UU Nomor 1 Tahun 2023 menghadirkan inovasi substansial yang mengubah lanskap hukum pidana Indonesia. Pengakuan terhadap living law sebagai sumber hukum pidana merupakan inovasi mendasar. Pasal 2 menyatakan ketentuan hukum pidana tidak mengurangi berlakunya hukum yang hidup dalam masyarakat yang menentukan seseorang patut dipidana walaupun tidak diatur dalam undang-undang. Pengakuan ini mengimplementasikan asas legalitas materiil yang memberikan fleksibilitas hakim mempertimbangkan nilai-nilai hukum adat dan norma sosial. Perluasan subjek hukum pidana dengan memasukkan korporasi merupakan respons terhadap kejahatan korporasi yang kompleks dan menimbulkan kerugian masif. KUHP baru mengatur komprehensif pertanggungjawaban pidana korporasi, termasuk kriteria perbuatan korporasi, siapa yang bertanggung jawab, serta jenis pidana yang dapat dijatuhkan. Pengaturan ini mengisi kekosongan hukum dalam WvS yang hanya mengenal orang perseorangan sebagai subjek hukum pidana.

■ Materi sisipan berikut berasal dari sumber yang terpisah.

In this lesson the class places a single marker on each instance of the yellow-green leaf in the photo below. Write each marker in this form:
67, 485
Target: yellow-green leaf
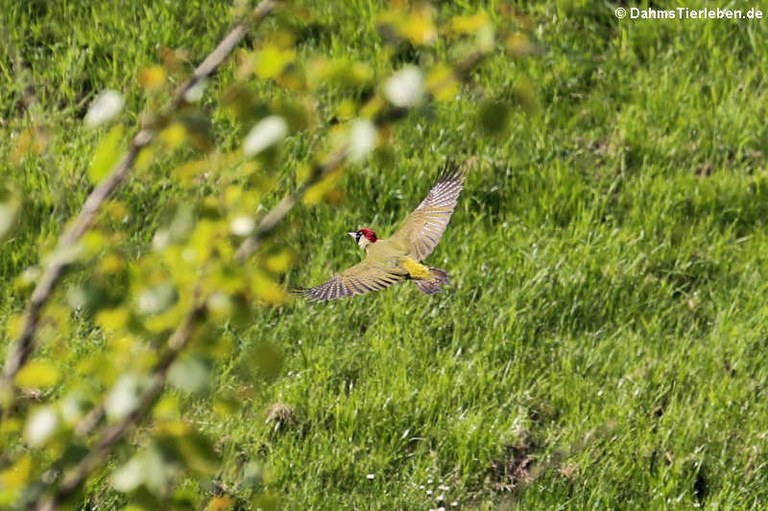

Diversifikasi sanksi pidana merupakan inovasi signifikan. Selain pidana penjara dan denda, undang-undang ini memperkenalkan pidana alternatif seperti kerja sosial, pengawasan, pembatasan kebebasan bergerak, dan pidana tutupan bagi pelaku dengan maksud yang patut dihormati. Pidana kerja sosial memungkinkan terpidana melakukan pekerjaan sosial tanpa menjalani penjara, sehingga mempertahankan hubungan keluarga dan pekerjaan. Transformasi sistem hukum pidana Indonesia juga mencakup perluasan asas yurisdiksi yang memungkinkan hukum pidana Indonesia diterapkan terhadap tindak pidana di luar wilayah Indonesia dalam kondisi tertentu. Perluasan yurisdiksi ini penting dalam konteks kejahatan transnasional seperti terorisme, perdagangan orang, pencucian uang, dan kejahatan siber yang melampaui batas teritorial (Nugraha et al., 2025).

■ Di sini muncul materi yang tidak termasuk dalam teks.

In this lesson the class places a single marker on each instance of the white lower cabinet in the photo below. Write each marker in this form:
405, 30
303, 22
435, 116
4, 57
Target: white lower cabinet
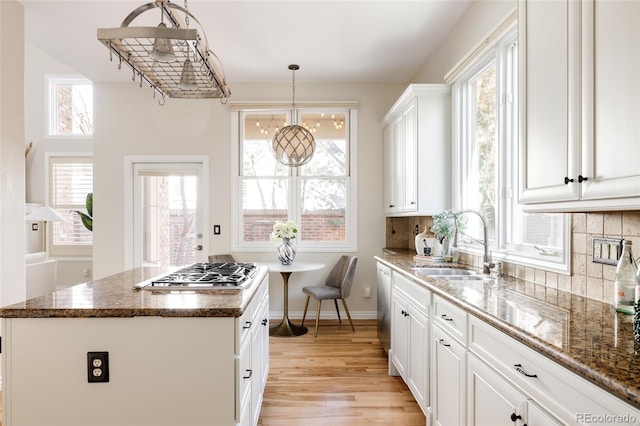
493, 401
409, 354
448, 363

KEADILAN RESTORATIF DAN PERLINDUNGAN KELOMPOK RENTAN

Penguatan mekanisme keadilan restoratif dalam UU Nomor 1 Tahun 2023 menandai perubahan paradigmatik dalam penyelesaian perkara pidana. Keadilan restoratif bukan sekadar prosedur teknis, melainkan kerangka epistemologis dan ontologis baru yang menempatkan pemulihan hubungan sosial sebagai tujuan utama sistem peradilan pidana. Pendekatan ini berangkat dari pemahaman bahwa kejahatan juga merupakan pelanggaran terhadap hubungan konkret antara pelaku, korban, dan masyarakat yang memerlukan penyembuhan dan rekonsiliasi. Proses keadilan restoratif melibatkan dialog langsung antara pelaku dan korban yang difasilitasi mediator terlatih untuk mencapai kesepakatan pertanggungjawaban pelaku yang memulihkan kerugian korban. Kesepakatan dapat berupa permintaan maaf, restitusi, kerja sosial, atau bentuk pertanggungjawaban lain. Keadilan restoratif dapat diterapkan mulai dari diversi di tingkat penyidikan, penghentian penuntutan, hingga putusan pemaafan hakim atau judicial pardon.

KUHP baru memberikan perhatian khusus pada perlindungan kelompok rentan, termasuk anak, perempuan, penyandang disabilitas, dan kelompok marjinal. Pengaturan tindak pidana kekerasan seksual, perdagangan orang, eksploitasi anak, serta diskriminasi dan kekerasan berbasis gender menunjukkan komitmen memberikan perlindungan hukum lebih kuat. Perlindungan korban diperkuat melalui pengaturan hak-hak korban mendapatkan informasi, pendampingan, restitusi, kompensasi, dan pemulihan lainnya. Restitusi merupakan ganti rugi oleh pelaku atau pihak ketiga sebagai kewajiban dalam putusan pemidanaan. Kompensasi merupakan ganti rugi oleh negara jika pelaku tidak mampu memberikan restitusi. Mekanisme ini merupakan manifestasi pendekatan victim-centered yang menempatkan kepentingan korban sebagai prioritas.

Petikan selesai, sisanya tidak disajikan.